Ja. Solche, für die ein Transport eine Gefährdung darstellen würde, wie etwa die Frühchen. Die bleiben in der abgewandten Seite des Krankenhauses.

Dort kann nichts passieren?

Wir haben in Absprache mit dem Kampfmittelbeseitigungsdienst und dem Innenministerium erreicht, dass erstmalig in Niedersachen ein 20 Meter breiter und 5 Meter hoher Splitterschutz aus Strohballen und Seecontainern errichtet wurde.

Was für eine Bombe liegt dort genau?

In Vechta gab es während des Krieges einen Flughafen, da ist sehr umfangreich bombardiert worden. Wir glauben, dass es sich um eine amerikanische Zehn-Zentner-Bombe handelt. Das legen zumindest die Ergebnisse der Sondierung nahe. Bisher ist sie aber, wie in solchen Fällen üblich, noch nicht freigelegt.

Das heißt, Sie wissen gar nicht, ob es überhaupt eine Bombe gibt?

Wir sind uns aber zu 99 Prozent sicher. In anderen Städten sind in der Tat schon Metallgegenstände mit Bomben verwechselt worden. Das wird hier aber nicht passieren.

Was geschieht am Sonntag, wenn alles glatt läuft?

Das günstigste Szenario ist, dass am Fundort das Zündwerk freigelegt und die Bombe dann entschärft wird. Falls das nicht gelingt, wird sie aus der Umgebung der unmittelbaren Bebauung heraus und kontrolliert zur Explosion gebracht.

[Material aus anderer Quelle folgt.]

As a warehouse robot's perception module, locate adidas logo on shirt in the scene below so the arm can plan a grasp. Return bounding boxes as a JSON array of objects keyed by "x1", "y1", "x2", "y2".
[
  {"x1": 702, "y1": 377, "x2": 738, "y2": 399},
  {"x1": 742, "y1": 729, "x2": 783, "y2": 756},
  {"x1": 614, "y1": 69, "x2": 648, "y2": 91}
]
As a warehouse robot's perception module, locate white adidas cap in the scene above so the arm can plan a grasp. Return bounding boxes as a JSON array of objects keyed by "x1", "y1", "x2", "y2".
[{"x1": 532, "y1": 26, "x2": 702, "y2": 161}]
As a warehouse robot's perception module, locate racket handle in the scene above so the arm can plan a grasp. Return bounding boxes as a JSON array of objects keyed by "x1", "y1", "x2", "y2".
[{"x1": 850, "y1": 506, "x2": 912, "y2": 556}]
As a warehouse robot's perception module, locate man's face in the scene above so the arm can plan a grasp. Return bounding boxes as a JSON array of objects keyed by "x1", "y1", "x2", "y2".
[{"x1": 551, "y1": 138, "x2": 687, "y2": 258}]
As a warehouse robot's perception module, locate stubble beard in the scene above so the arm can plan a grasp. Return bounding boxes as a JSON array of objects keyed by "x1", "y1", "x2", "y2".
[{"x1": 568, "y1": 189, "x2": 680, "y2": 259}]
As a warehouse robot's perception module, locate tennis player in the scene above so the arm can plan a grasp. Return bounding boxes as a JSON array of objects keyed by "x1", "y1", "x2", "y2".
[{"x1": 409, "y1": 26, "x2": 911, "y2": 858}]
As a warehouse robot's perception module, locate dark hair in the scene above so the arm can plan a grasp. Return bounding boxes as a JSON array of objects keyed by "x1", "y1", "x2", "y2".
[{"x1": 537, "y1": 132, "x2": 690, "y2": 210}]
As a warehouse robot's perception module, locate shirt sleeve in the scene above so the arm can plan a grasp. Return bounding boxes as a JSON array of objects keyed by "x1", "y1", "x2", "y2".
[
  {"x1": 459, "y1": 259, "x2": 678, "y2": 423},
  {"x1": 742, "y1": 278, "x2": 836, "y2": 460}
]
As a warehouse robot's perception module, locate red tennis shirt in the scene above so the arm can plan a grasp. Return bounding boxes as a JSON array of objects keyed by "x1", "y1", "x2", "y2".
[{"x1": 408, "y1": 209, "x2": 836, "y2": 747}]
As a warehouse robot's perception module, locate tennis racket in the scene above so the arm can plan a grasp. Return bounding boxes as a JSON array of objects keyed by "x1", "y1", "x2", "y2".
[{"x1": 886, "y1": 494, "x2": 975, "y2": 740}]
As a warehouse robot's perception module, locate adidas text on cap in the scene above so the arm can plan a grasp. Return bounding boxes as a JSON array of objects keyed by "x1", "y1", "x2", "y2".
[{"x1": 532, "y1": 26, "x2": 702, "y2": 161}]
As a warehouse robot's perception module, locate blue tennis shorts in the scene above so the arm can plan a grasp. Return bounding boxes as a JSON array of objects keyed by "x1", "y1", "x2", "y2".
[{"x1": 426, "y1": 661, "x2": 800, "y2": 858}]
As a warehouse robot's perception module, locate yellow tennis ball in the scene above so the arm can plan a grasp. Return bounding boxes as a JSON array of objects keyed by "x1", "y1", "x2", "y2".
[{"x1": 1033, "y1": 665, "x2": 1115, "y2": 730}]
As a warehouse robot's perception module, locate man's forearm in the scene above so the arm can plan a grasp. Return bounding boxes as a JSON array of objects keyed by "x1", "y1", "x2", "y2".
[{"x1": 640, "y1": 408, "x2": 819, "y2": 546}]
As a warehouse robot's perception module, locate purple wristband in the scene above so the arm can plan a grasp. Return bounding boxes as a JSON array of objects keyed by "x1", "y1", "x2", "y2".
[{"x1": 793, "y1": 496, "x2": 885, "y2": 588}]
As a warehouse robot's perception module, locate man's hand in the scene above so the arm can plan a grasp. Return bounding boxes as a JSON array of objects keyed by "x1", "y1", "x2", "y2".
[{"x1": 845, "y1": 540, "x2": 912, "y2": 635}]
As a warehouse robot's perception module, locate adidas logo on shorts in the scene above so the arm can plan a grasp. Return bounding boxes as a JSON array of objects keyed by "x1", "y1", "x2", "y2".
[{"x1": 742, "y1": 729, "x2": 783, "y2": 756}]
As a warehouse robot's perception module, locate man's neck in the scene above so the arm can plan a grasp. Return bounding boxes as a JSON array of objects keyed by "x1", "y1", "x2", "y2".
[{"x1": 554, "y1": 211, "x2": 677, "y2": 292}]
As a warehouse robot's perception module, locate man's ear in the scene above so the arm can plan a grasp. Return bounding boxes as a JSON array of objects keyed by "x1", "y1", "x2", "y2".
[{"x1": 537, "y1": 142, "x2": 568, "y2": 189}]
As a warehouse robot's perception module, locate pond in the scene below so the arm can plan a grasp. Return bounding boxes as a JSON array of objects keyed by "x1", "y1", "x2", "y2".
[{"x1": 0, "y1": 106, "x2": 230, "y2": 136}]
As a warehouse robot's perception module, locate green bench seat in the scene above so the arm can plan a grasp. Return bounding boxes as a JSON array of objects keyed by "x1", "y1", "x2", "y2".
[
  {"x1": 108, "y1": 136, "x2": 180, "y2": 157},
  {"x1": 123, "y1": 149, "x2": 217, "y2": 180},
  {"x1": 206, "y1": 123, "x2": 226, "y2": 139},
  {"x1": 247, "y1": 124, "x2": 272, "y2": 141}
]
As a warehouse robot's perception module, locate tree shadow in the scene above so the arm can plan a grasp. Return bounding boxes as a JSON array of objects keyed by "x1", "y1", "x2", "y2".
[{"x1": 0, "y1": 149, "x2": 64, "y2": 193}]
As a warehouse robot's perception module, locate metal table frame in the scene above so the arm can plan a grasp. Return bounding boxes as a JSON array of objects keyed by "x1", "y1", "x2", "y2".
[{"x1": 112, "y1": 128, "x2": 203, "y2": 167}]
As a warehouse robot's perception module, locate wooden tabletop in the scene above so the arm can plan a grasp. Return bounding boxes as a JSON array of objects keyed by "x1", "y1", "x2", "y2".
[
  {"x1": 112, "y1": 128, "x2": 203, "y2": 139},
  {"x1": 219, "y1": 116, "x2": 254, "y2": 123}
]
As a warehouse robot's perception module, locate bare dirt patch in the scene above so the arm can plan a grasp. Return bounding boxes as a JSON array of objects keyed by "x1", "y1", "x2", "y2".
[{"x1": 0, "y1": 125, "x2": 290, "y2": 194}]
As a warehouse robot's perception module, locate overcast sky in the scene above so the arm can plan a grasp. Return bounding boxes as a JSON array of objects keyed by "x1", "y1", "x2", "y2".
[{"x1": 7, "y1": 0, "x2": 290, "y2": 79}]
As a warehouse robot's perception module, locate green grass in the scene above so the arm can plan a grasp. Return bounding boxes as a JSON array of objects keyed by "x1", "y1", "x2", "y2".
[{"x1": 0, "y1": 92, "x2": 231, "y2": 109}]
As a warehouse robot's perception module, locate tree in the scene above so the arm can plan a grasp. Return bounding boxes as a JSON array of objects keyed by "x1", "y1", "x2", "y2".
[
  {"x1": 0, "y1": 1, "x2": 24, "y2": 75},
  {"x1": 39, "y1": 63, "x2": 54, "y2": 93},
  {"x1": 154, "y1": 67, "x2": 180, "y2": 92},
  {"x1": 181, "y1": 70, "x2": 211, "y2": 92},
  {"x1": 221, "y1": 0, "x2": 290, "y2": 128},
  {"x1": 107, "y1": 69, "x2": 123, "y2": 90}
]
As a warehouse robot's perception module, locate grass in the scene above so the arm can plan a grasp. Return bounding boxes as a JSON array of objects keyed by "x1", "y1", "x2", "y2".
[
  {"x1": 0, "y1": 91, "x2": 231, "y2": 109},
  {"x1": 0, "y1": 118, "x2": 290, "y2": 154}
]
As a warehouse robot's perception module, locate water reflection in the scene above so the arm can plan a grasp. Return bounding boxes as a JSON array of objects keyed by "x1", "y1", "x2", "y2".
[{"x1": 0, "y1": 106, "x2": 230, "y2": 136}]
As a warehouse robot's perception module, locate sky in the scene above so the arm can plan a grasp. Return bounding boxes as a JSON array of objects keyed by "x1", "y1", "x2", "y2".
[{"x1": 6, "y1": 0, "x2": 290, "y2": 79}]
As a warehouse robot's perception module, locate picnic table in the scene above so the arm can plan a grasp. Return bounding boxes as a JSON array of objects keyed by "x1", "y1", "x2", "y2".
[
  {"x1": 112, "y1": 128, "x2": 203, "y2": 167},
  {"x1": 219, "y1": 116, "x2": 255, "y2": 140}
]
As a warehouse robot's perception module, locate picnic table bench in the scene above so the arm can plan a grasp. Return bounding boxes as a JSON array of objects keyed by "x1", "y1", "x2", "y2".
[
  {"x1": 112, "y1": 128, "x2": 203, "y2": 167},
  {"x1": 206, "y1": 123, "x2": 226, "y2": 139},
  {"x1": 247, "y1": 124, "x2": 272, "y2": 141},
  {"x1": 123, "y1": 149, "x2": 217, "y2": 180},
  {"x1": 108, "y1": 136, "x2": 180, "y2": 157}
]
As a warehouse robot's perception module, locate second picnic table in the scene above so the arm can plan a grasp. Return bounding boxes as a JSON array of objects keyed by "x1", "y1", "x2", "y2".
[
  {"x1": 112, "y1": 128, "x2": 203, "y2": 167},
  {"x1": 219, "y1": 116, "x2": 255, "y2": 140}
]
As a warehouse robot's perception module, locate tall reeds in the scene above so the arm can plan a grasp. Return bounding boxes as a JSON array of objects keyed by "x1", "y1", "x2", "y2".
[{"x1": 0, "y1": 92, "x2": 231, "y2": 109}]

Und die 8.000 Bewohner der Umgebung?

Für die gibt es einen Aufenthaltsraum in einer Schule, mit Frühstück und Mittagessen. 100 Mitarbeiter der Stadtverwaltung werden das organisieren.

Also fast alle. Mussten Sie dazu eine Urlaubssperre verhängen?

Nein, das haben wir mit freiwilligen Erklärungen hingekriegt.